Inequality: $(x-1)\log_{x+3}(x+2)\log_3(x+3)^2\le0$

Question

One step of solve this is :

I dont understand, why $x+3\neq1$ ? We solve it with function domain help. If $\log_3(1)^2$ this may exist but not true, and if $x+3\neq2$ may exist but not true. If $\log_{1}(x+2)$ then $(x+2)^0$ is true.

Answer 1

The base of a logarithm cannot be $1$. So, assuming $$\log_ax$$ is a function of both $a$ and $x$, the domain is $x > 0$ and $a > 0, a\ne 1$.

For more details, check this out.

Answer 2

Recall that if $a^b = c$, then $\log_a c = b$ and vice versa.
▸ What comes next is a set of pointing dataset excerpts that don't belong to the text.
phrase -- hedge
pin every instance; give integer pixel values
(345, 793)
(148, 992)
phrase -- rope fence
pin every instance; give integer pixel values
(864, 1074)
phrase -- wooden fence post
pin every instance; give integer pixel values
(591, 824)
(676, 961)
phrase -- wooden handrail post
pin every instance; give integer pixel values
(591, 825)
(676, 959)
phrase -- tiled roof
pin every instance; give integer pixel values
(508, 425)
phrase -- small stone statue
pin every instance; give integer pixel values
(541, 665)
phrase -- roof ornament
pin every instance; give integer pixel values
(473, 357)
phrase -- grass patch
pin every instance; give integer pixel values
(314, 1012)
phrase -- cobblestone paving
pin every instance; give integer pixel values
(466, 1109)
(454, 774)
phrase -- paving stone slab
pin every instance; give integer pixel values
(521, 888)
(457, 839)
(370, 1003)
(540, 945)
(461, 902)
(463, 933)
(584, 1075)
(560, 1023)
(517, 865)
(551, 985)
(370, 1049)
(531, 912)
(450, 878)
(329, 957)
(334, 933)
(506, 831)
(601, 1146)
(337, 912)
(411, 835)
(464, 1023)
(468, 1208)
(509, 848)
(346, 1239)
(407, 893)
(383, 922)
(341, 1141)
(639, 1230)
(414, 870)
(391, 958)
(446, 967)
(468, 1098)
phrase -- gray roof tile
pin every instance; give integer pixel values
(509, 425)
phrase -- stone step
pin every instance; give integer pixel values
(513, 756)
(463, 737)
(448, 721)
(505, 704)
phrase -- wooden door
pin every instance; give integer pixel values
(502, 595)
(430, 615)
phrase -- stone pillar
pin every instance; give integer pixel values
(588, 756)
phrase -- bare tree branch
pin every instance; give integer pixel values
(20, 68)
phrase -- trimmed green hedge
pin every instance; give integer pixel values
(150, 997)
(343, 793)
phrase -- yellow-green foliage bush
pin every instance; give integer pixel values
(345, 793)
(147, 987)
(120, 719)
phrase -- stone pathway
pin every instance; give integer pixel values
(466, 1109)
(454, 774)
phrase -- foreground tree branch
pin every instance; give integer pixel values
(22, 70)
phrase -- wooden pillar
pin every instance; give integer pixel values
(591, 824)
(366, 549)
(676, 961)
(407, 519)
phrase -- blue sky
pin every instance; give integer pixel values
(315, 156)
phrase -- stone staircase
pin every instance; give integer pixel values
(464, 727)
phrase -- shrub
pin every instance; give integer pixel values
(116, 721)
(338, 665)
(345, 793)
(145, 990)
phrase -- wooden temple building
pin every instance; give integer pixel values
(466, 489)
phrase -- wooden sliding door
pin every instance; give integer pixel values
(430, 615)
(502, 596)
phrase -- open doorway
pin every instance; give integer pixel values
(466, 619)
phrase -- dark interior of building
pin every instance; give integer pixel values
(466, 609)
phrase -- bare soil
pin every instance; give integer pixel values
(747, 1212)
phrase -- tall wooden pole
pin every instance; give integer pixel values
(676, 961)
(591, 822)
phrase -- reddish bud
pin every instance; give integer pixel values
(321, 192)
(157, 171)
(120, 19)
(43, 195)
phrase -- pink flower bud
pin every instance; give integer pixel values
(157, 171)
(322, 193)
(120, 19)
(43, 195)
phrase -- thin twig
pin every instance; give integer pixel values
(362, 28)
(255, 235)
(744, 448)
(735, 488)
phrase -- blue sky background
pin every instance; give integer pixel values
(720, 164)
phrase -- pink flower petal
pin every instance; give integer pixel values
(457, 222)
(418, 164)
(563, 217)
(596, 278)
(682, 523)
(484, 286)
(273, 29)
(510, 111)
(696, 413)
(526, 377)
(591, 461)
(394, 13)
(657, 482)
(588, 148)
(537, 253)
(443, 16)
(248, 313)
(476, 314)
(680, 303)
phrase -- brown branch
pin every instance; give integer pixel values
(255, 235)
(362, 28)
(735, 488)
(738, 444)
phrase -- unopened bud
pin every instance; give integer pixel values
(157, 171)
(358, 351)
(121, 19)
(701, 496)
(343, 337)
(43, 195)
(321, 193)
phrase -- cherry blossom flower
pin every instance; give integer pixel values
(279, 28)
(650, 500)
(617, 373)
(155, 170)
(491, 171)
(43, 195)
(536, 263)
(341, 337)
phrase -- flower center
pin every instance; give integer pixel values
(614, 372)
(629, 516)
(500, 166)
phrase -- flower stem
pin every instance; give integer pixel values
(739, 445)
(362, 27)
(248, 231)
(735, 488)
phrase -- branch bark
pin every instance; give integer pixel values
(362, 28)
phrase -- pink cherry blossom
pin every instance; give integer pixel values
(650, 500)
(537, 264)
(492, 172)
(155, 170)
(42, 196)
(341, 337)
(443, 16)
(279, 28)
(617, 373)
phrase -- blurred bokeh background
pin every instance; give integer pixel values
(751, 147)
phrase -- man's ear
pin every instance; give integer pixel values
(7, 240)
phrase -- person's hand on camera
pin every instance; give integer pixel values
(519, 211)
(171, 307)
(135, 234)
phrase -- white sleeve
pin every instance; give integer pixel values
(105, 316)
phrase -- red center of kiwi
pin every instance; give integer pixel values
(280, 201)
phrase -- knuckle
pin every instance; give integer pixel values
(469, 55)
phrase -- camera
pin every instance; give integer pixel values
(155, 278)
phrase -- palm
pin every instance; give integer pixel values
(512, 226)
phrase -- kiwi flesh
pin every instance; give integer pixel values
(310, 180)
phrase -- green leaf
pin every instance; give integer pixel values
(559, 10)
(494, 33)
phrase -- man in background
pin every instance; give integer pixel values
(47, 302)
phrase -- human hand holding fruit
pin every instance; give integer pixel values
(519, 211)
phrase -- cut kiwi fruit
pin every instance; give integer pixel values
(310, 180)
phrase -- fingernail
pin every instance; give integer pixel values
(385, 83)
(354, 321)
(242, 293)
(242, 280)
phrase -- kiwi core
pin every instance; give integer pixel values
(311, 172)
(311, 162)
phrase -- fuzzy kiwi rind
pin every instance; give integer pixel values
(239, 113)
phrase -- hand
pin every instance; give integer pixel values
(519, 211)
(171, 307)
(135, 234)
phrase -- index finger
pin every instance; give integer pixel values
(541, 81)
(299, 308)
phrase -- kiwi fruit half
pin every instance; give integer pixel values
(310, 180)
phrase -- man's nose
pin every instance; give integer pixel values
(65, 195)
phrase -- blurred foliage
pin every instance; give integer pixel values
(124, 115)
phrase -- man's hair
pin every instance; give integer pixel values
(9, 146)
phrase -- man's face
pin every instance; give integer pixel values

So if $\log_{x+3} (x+2)$ was defined and equalled $u$, there would be some $u$ where $(x+3)^u = (x+2)$, which is absurd.

Alternatively, by the change of base formula, it would equal $\frac{\log(x+2)}{\log (x+3)}$, where $\log(x+3) \ne 0$ to avoid division by $0$, and raising both sides to the power of the given base, $x+3 \ne 1$.

Answer 3

According to the Logarithm definition the defining relation between exponentiation and logarithm is:

${\displaystyle \log _{b}(x)=y\ }$ exactly if ${\displaystyle \ b^{y}=x\ } and {\displaystyle \ x>0}$ and ${\displaystyle \ b\neq 1}$

Thus base can't be $1$.

However if $x+3=1$ then

the part in rectangle in above picture in that the base will become $1$ which contradicts the definition. Thus $a+3$ is not equal to $1$.